Tamponi per tutti? Ecco la verità

 "Ora dire che si devono fare tamponi a tutti è certamente di facile comprensione e raccoglie ovvi consensi. Ma forse si dovrebbe raccontare la verità, e cioè che i test per tutti non ci sono (e dubitiamo ci saranno mai), né risorse organizzative ed economiche per farli. Pertanto dovranno essere considerate strategie 'progressive', mirate a campioni della popolazione", scrivonoo ancora i medici. 

Dunque "il fenomeno 'numero di positivi' dipende da fattori interconnessi e non sempre identificabili. Il primo è il numero di test che sono stati effettuati. Ora, nei piccoli numeri è certamente un fattore concreto e reale. Ma su larga scala, troppo spesso ciò che è giusto fare non è semplicemente sostenibile: le risorse tecniche e di materiali non sono state e non saranno mai sufficienti ad eseguire test a tutta la popolazione. Nell'immediato, mentre è stata in corso la massima emergenza, non sono stati disponibili neanche test sufficienti per 'selezionati' campioni di popolazione. Ricordandoci che in una pandemia ogni negativo al test deve esservi sottoposto periodicamente e ripetutamente: non c'è un modello di automazione che consenta tali milioni di test e non c'è la produzione di reagenti per sostenerli".  La tecnologia, proseguono i medici firmatari della lettera, "ci sta solo recentemente mettendo a disposizione dei test rapidi, più adeguati: ma ancora una volta, la effettiva disponibilità capillare e la sostenibilità economica devono essere attentamente considerate". 

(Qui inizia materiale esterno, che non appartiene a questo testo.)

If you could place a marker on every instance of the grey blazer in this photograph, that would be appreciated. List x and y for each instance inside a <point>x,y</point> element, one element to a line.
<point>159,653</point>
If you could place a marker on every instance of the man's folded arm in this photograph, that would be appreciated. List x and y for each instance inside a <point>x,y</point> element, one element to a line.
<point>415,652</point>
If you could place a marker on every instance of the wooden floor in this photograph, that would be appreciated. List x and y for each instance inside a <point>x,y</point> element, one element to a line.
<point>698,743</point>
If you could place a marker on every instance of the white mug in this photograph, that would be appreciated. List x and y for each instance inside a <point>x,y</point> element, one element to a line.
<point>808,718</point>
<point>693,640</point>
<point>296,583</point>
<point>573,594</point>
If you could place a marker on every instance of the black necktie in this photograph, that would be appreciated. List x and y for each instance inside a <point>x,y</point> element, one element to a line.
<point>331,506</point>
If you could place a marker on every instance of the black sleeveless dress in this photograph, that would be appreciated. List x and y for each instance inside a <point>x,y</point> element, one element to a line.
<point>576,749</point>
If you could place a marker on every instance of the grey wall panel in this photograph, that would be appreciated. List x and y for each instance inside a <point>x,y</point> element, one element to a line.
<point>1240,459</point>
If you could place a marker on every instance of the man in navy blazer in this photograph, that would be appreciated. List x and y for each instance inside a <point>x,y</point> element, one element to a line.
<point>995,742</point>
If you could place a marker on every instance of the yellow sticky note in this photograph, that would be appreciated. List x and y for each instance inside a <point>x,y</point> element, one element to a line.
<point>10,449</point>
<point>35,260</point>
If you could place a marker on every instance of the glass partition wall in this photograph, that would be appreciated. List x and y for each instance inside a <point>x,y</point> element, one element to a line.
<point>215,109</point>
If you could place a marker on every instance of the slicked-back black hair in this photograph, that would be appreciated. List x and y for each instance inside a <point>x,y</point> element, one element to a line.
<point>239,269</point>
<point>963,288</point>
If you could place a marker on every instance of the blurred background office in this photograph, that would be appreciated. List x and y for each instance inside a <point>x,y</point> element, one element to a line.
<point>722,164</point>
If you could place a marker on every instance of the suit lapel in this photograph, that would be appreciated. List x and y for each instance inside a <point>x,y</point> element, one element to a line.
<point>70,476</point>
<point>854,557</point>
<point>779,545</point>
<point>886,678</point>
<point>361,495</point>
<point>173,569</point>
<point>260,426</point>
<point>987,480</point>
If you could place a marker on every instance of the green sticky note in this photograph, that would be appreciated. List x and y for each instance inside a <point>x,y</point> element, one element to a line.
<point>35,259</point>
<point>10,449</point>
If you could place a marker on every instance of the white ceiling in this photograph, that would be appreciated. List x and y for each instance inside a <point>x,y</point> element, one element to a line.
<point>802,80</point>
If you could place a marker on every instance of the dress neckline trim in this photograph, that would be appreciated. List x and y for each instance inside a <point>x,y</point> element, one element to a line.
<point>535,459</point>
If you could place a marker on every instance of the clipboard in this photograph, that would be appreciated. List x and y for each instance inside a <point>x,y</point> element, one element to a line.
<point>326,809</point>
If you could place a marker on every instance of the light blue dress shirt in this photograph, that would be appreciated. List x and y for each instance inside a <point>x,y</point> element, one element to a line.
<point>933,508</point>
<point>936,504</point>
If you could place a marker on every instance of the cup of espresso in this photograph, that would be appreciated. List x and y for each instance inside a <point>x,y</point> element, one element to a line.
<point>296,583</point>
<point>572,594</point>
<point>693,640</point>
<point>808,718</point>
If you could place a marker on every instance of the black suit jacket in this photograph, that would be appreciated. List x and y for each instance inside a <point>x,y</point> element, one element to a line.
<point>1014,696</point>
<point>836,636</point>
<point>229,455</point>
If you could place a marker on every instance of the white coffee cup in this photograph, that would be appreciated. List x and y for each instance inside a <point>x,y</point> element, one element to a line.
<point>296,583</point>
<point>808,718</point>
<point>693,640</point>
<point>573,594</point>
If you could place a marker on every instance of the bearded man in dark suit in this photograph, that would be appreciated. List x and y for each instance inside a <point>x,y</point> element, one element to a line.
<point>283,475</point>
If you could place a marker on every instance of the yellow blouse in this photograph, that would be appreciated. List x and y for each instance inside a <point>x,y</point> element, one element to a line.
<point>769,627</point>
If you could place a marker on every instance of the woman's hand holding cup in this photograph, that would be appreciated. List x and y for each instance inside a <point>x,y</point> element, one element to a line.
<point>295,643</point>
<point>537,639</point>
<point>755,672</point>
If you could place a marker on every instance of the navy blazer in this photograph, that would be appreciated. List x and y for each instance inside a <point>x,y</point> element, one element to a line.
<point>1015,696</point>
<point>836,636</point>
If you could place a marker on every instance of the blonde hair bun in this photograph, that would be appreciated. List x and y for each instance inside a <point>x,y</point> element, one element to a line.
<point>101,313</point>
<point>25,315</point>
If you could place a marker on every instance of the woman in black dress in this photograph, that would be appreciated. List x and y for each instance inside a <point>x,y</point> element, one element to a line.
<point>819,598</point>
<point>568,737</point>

I differenti focolai di Coronavirus

Questi sono giorni di dibattiti accesi, ci si interroga per esempio sui numeri di questa epidemia, si fanno raffronti. Ma per i camici bianchi il cuore del problema è che "i luoghi dove scoppia un focolaio presentano differenze in termini di densità di popolazione, di livello di industrializzazione, di relazioni commerciali internazionali, di presenza di interconnessioni ferroviarie, autostradali o aeroportuali, di fattori orografici che possono facilitare o rendere complesso l'isolamento fattivo e infine di differenze culturali (il fatto di stringersi la mano, la promiscuità fisica come socialmente accettata) e sociodemografiche (numero di componenti famigliari, ossia persone che vivono sotto lo stesso tetto)".

La soluzione? Isolamento personale

"Se qualcuno ritiene ancora che la soluzione di una pandemia di questa portata, possa poggiare principalmente sugli aspetti 'tecnici, sanitari o farmacologici', vive certamente in una falsa illusione", ribadiscono i medici. "Se viceversa, si accetta pienamente il principio che la 'vera' soluzione è socio-epidemiologica, cioè basata sull'isolamento personale (e non 'familiare'), allora la strada appare percorribile. Ma questo implica il credere fermamente nel principio che la comunicazione sia pienamente parte del processo di gestione e cura di questa pandemia, e agire fermamente in tale direzione".